Het carambole-biljartspel wordt gespeeld met drie ballen. Twee van de ballen zijn wit, de derde is rood.
Om tussen de twee witte ballen een onderscheid te maken, is één van de twee gemarkeerd met twee tegenoverliggende zwarte stippen of is één bal volledig geel gekleurd.
Het gangbare biljart heeft een formaat van 2,30 bij 1,15 meter (ook wel 'kleine tafel' genoemd).
Verder heeft iedere speler een keu (stootstok) welke gewoonlijk 140 cm meet en die aan het uiteinde een verstevigde stootdop heeft, de zogenaamde pomerans.

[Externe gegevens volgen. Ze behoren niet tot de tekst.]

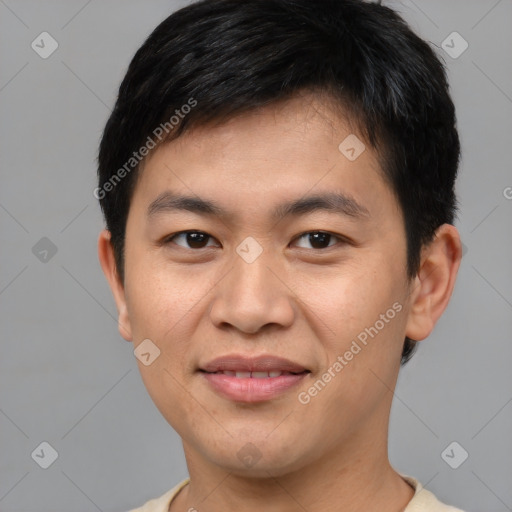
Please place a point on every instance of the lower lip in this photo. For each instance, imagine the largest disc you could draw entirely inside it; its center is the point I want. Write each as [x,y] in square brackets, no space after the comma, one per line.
[252,389]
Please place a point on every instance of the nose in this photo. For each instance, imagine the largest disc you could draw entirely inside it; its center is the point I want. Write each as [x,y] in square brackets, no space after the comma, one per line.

De lengte van de keu is maximaal 150 cm, en gemiddeld weegt hij rond de 500 gram.
Onder het carambole spel zijn ook weer verschillende mogelijkheden.
- Libre , wat tijdens de MWBB competitie wordt gespeeld.
- Bandstoten, wat na de competitie in een onderlinge club competitie wordt gespeeld.
- Driebanden
De eenvoudigste spelsoort is het 'libre' of 'vrijspel'. Er zijn geen restricties, de bedoeling is slechts om met de speelbal beide andere ballen te raken.
Bij het bandstoten is er maar één restrictie: voordat de speelbal de laatste bal raakt moet hij minstens eenmaal een band geraakt hebben.
Bij het driebandenspel moet de speelbal minstens drie banden raken vooraleer de derde bal geraakt wordt.